Dr. Darren Lund, Professor of Education at the University of Calgary
Dr. Darren Lund, Professor of Education at the University of Calgary

From Life Site News.

Excerpt:

Pastor Stephen Boissoin, who was found guilty in 2007 by a provincial human rights tribunal of “hate speech” for writing a letter to the editor expressing his views on homosexuality, has been strongly vindicated after the Alberta Appeals Court dismissed an appeal of a lower court decision in Boissoin’s favor.

The court also ordered Boissoin’s accuser, homosexual activist Dr. Darren Lund, an assistant professor at the University of Calgary, to pay Boissoin’s attorney fees.

Appeals Court Justice Clifton O’Brien concurred with the lower court that Boissoin’s letter “was not likely to expose homosexuals to hatred or contempt within the meaning of the Alberta statute.”

In 2009, Court of Queen’s Bench Justice Earl C. Wilson overturned the 2007 ruling by the Alberta Human Rights Commission (AHRC), which ordered Boissoin to desist from expressing his views on homosexuality in any sort of public forum, ordered him to pay damages equivalent to $7,000 to Lund and called for Boissoin to personally apologize to Lund via a public statement in the local newspaper.

[…]“Matters of morality, including the perceived morality of certain types of sexual behavior, are topics for discussion in the public forum,” concluded Justice O’Brien. “Freedom of speech does not just protect polite speech.”

Boissoin’s lawyer, Gerald Chipeur, Q.C., who is an allied attorney with Alliance Defending Freedom (ADF), pointed out that not only did Justice O’Brien throw out the AHRC’s decision, but ruled that a human rights panel had no constitutional authority to preside in such circumstances.

“This was a watershed case,” Chipeur said. “Very important, in terms of freedom of expression and religious liberty. Going forward, it will be extremely difficult, if not impossible, for religious or political debate to be found in breach of Alberta’s current human rights laws.”

“Christians and other people of faith should not be fined or jailed for expressing their political or religious beliefs. There is no place for thought control in a free and democratic society,” Chipeur remarked. “The tools of censorship should not be available to prohibit freedom of religious expression in Canada. The court rightly found that this type of religious speech is not ‘hate’ speech.”

Gay activists can sometimes go too far and end up suppressing basic human rights like free speech and freedom of association.

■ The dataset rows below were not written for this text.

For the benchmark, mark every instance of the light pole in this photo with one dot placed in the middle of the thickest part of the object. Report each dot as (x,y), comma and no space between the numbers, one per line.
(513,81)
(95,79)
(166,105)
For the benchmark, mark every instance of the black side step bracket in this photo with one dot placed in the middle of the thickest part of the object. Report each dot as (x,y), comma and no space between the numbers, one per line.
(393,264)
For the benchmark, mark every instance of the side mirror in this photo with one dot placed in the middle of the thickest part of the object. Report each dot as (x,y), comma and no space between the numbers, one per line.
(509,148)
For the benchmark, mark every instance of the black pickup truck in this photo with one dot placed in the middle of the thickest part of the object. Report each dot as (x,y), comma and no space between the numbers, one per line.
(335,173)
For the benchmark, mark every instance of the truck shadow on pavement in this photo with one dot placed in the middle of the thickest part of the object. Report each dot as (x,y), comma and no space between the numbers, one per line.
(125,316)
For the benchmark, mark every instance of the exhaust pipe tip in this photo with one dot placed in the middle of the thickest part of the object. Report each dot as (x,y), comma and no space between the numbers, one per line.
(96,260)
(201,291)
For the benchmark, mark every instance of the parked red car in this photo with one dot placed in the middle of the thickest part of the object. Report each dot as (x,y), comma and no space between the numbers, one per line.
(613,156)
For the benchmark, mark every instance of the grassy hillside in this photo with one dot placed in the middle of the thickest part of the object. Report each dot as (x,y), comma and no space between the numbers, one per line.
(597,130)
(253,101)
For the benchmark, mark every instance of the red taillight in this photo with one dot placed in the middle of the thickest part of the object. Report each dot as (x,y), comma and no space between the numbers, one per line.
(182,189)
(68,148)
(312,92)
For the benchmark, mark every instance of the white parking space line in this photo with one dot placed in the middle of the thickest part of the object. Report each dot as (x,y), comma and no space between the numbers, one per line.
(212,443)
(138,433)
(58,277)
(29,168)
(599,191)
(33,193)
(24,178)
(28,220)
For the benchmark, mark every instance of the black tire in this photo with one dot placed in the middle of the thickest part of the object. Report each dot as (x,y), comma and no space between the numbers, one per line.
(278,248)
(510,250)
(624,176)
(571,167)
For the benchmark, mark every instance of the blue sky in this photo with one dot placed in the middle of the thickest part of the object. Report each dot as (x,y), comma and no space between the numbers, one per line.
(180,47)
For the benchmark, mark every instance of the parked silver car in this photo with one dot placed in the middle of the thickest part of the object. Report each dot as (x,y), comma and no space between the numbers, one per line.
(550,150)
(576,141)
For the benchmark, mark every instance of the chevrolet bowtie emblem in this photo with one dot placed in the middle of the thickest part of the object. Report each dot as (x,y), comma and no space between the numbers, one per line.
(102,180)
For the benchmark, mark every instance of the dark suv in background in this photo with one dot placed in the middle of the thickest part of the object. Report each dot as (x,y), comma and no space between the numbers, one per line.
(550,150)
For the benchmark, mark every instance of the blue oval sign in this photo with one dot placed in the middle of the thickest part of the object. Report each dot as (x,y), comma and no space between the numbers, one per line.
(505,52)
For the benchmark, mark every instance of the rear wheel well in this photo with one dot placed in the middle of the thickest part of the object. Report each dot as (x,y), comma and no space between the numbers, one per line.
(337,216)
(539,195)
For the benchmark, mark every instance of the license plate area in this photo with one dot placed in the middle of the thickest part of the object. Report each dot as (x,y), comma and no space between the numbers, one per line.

Consider the case of the gay activist Floyd Lee Corkins II and the recent shooting at the Family Research Council that he was involved with. We need to be careful in the United States about encouraging gay activists like Floyd Lee Corkins II, who are hostile to basic human rights like free speech and freedom of association. The fascistic tendencies of the secular left have resulted in much violence in the past century, and you can even see it today in places like North Korea, where free speech and freedom of religion are not allowed. I’m sure that Stalin thought that what he was doing to the millions of people who disagreed with his agenda was “social justice”, too.